As I've been working with this, I've been thinking of helpful Desktops for my own use.  Here are a few ideas I've thought of.  Some these I have used and they seem to help.

Programs:  ZOOM running in one Desktop, but me teaching and showing my screen in another Desktop.  This might help so I don't inadvertently turn off sharing my screen without knowing it, as happened in a recent class and the students had to tell me, since I wasn't aware I had done it.  If I had been working in a different Desktop, I couldn't have inadvertently turned of the screen share.  I would have to remember to go back to the ZOOM Desktop to stop screen sharing and end ZOOM.

Programs:  BLUE GRIFFON, CHROME, and FIREFOX.  I use the free version of BLUE GRIFFON to write my html notes (computer jargon for the language that browsers use) and then look at the note in CHROME to see how it will look when posted on my website.  BLUE GRIFFON has a WHYSIWYG feature (What You See Is What You Get) which I also use, but I can see better what it will look like in CHROME.  I use FIREFOX to print the html notes since it has some easy-to-use print features.

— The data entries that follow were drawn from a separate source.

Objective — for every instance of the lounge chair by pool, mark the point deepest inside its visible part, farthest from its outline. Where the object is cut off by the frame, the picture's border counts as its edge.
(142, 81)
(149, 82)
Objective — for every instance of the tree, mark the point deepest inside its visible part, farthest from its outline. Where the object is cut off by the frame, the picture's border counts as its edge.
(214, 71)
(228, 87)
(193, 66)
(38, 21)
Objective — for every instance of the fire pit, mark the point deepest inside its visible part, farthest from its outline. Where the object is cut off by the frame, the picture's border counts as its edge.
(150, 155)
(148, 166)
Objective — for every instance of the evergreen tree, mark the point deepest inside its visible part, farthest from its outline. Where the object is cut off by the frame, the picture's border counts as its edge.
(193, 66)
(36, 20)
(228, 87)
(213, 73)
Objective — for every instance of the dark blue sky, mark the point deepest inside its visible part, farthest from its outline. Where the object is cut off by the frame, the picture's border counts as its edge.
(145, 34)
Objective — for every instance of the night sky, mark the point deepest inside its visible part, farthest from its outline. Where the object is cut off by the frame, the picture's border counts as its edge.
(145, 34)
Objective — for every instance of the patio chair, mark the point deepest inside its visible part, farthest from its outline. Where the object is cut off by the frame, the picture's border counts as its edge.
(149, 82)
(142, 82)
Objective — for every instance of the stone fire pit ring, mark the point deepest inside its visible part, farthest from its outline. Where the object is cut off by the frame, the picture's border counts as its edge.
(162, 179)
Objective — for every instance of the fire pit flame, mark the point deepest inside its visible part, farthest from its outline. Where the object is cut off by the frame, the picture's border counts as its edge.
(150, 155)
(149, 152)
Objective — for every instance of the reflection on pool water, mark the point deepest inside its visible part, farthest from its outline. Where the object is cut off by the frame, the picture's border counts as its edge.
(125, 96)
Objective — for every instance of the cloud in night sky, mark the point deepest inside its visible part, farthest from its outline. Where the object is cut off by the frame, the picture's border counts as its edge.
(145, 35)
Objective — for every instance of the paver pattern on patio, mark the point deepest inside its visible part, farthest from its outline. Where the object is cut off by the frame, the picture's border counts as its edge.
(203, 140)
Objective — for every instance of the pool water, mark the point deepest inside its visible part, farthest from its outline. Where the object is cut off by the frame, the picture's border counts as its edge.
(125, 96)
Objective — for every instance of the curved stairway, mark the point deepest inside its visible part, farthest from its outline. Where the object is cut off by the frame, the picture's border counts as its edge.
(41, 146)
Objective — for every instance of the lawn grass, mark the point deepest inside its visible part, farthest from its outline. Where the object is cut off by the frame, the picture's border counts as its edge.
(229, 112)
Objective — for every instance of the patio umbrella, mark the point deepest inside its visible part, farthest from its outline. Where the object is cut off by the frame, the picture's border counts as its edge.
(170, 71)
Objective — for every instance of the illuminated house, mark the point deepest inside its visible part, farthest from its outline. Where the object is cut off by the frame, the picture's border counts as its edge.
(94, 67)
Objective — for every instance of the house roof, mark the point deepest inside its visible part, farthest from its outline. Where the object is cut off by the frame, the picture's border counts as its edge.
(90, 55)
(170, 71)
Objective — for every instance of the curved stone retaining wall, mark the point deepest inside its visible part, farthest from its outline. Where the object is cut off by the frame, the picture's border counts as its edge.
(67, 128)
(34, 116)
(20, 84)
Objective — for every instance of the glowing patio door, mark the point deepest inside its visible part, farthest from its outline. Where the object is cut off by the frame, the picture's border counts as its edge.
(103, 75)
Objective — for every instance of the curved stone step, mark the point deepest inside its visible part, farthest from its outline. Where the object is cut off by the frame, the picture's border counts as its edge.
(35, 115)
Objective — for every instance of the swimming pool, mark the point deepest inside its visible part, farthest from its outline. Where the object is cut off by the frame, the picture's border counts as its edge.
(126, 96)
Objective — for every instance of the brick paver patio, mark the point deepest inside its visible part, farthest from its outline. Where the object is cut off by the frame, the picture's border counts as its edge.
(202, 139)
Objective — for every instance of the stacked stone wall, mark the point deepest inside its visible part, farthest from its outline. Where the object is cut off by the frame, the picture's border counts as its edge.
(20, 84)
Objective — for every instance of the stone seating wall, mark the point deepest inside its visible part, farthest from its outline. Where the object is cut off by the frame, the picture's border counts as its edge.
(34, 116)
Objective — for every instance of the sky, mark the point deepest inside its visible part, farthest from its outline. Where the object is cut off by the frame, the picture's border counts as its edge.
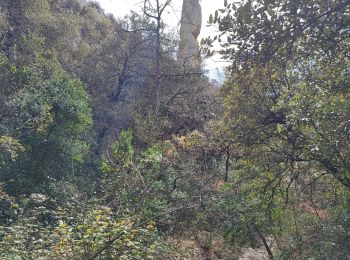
(120, 8)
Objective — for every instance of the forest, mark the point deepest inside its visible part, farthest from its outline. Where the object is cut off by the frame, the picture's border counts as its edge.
(111, 149)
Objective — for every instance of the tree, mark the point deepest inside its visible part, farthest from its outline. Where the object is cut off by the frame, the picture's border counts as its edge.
(286, 90)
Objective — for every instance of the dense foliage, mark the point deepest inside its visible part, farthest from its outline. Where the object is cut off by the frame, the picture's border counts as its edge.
(109, 150)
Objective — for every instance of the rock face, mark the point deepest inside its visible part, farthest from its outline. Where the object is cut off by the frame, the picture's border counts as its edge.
(191, 21)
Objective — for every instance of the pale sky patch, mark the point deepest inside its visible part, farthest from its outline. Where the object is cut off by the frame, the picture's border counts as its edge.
(120, 8)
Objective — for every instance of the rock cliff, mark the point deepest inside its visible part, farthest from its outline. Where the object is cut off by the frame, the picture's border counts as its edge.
(191, 21)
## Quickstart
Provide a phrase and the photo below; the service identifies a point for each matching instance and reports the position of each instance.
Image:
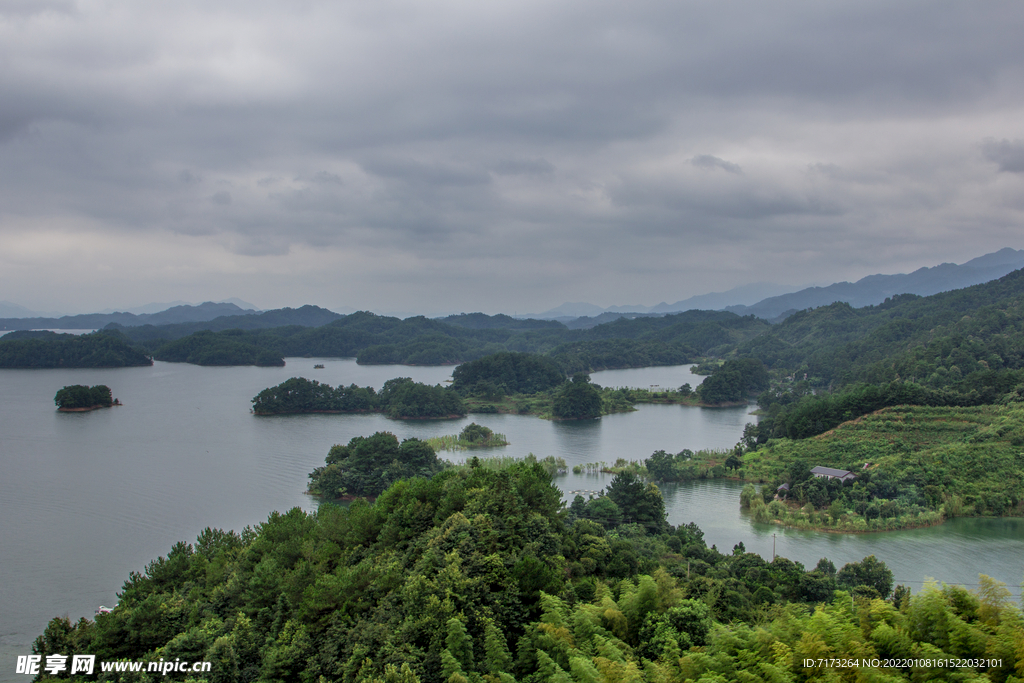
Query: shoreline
(85, 410)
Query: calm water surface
(86, 498)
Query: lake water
(86, 498)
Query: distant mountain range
(764, 300)
(776, 301)
(183, 313)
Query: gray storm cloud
(498, 156)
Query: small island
(79, 398)
(472, 436)
(369, 465)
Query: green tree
(578, 399)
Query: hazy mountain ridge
(184, 313)
(868, 291)
(872, 290)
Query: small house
(832, 473)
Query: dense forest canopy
(369, 465)
(480, 574)
(79, 396)
(508, 372)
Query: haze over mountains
(867, 291)
(764, 300)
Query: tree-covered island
(400, 398)
(79, 397)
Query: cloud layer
(501, 156)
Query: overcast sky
(500, 156)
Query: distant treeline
(377, 339)
(480, 573)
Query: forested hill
(976, 329)
(48, 349)
(309, 316)
(202, 312)
(479, 573)
(379, 339)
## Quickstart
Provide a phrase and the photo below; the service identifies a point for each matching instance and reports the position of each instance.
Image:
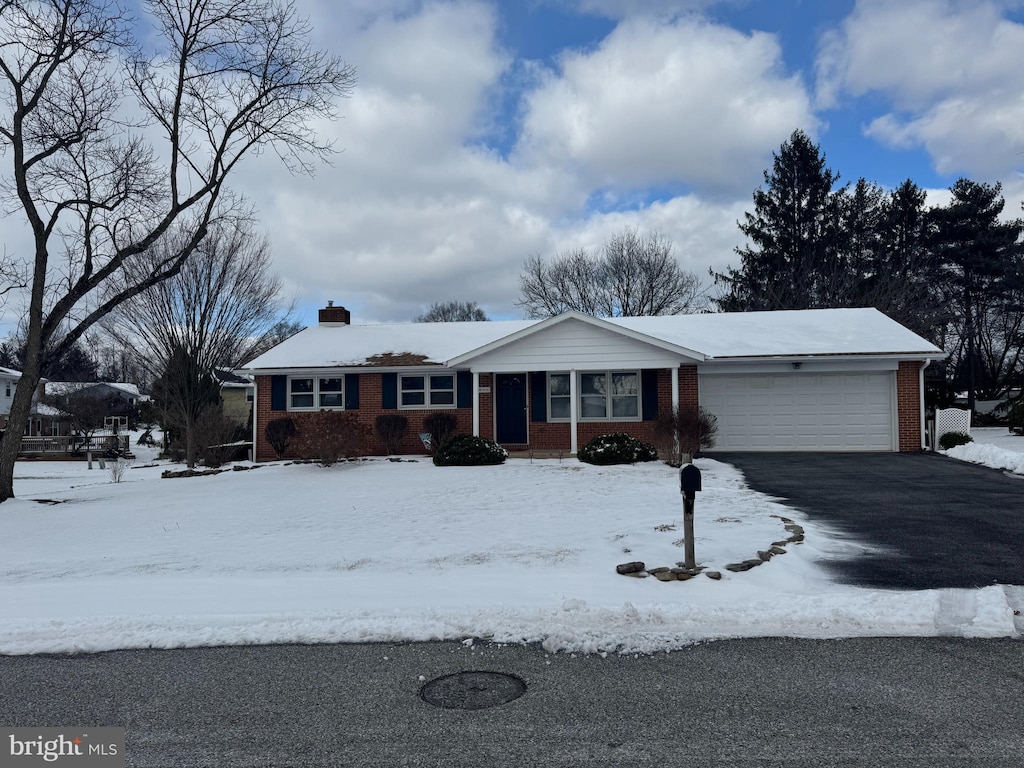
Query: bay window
(427, 390)
(315, 393)
(604, 395)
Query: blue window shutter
(351, 391)
(389, 390)
(539, 395)
(279, 392)
(464, 389)
(648, 394)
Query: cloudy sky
(482, 131)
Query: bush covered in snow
(279, 433)
(440, 426)
(1016, 418)
(683, 431)
(391, 428)
(949, 439)
(616, 449)
(469, 451)
(330, 435)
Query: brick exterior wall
(542, 435)
(555, 436)
(908, 404)
(371, 399)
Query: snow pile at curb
(989, 456)
(574, 628)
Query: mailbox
(689, 480)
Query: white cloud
(655, 102)
(417, 209)
(627, 8)
(951, 73)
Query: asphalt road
(937, 522)
(928, 701)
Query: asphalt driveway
(942, 522)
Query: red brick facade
(542, 435)
(908, 404)
(555, 435)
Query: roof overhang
(467, 357)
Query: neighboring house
(45, 420)
(809, 380)
(237, 395)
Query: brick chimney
(334, 315)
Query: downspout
(921, 395)
(255, 417)
(476, 403)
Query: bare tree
(632, 275)
(97, 189)
(453, 311)
(215, 312)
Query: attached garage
(802, 410)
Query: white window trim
(428, 403)
(607, 397)
(558, 419)
(315, 393)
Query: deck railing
(74, 444)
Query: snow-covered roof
(383, 345)
(721, 336)
(784, 333)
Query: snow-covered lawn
(992, 446)
(386, 551)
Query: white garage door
(801, 411)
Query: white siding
(573, 344)
(801, 411)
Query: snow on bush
(616, 449)
(989, 456)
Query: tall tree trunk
(11, 442)
(190, 449)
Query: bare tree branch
(232, 78)
(632, 275)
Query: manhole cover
(472, 690)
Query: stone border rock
(170, 473)
(681, 573)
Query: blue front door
(510, 409)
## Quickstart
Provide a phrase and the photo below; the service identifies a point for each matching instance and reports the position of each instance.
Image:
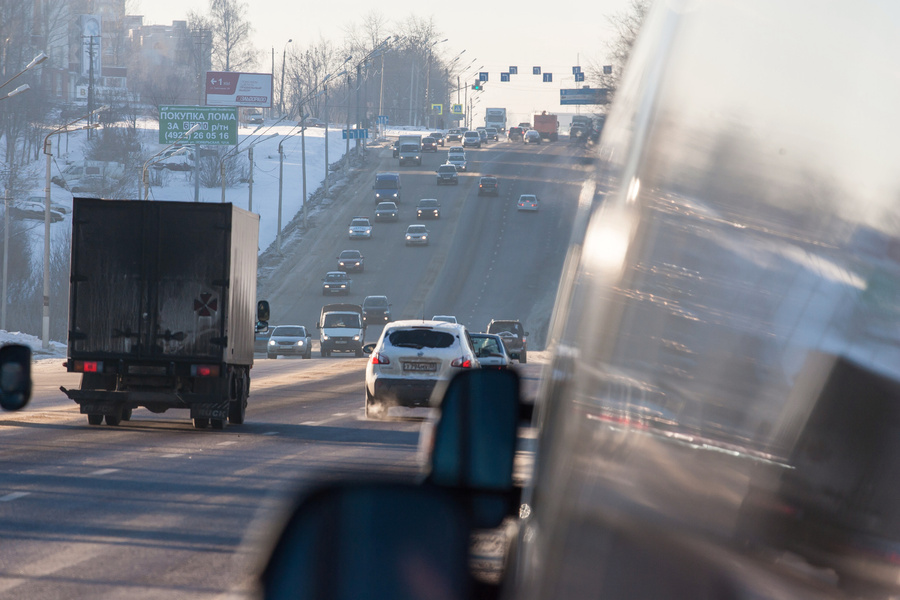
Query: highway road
(157, 509)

Programs: FAMILYSEARCH, ANCESTRY, CHROME, ANCESTRAL QUEST. When I'm working on genealogy, I can use this Desktop.

Programs:  EVERYTHING, Q-DIR, FILE EXPLORER, FILE DUPS, and a couple of others.  This Desktop helps to work on files without disturbing programs running in other Desktops.  Of course, anything you do in a program that is running in more than one Desktop, has the changes in the other Desktops, e.g. changes you make with FILE EXPLORER are in all the Desktops since that program can be run in any of them.

Programs:  CHROME -- I have copied links to many classic jazz programs in Internet Archive so I can listen to them while I'm working on the computer.  I mentioned how to do this in my class notes on Internet Archive - Audio a few months ago.  I have those URLs in a Bookmark folder in CHROME so I can run that in a Desktop and don't have to worry about closing CHROME accidentally since I'll be working with CHROME in another Desktop.  I frequently close CHROME while working with it to clear all tabs and I kept turning off my music without thinking.  No problem now.  It is not hard to set it up whenever I reboot my machine, so I've been using this one.


The Task View and Virtual Desktops are helpful to keep your tasks separate and still get from one program to another without having to do it sequentially as with Alt-Tab.  As usual, there are several ways to do anything in Windows and this  seems to be an easy one. to keep tasks separate.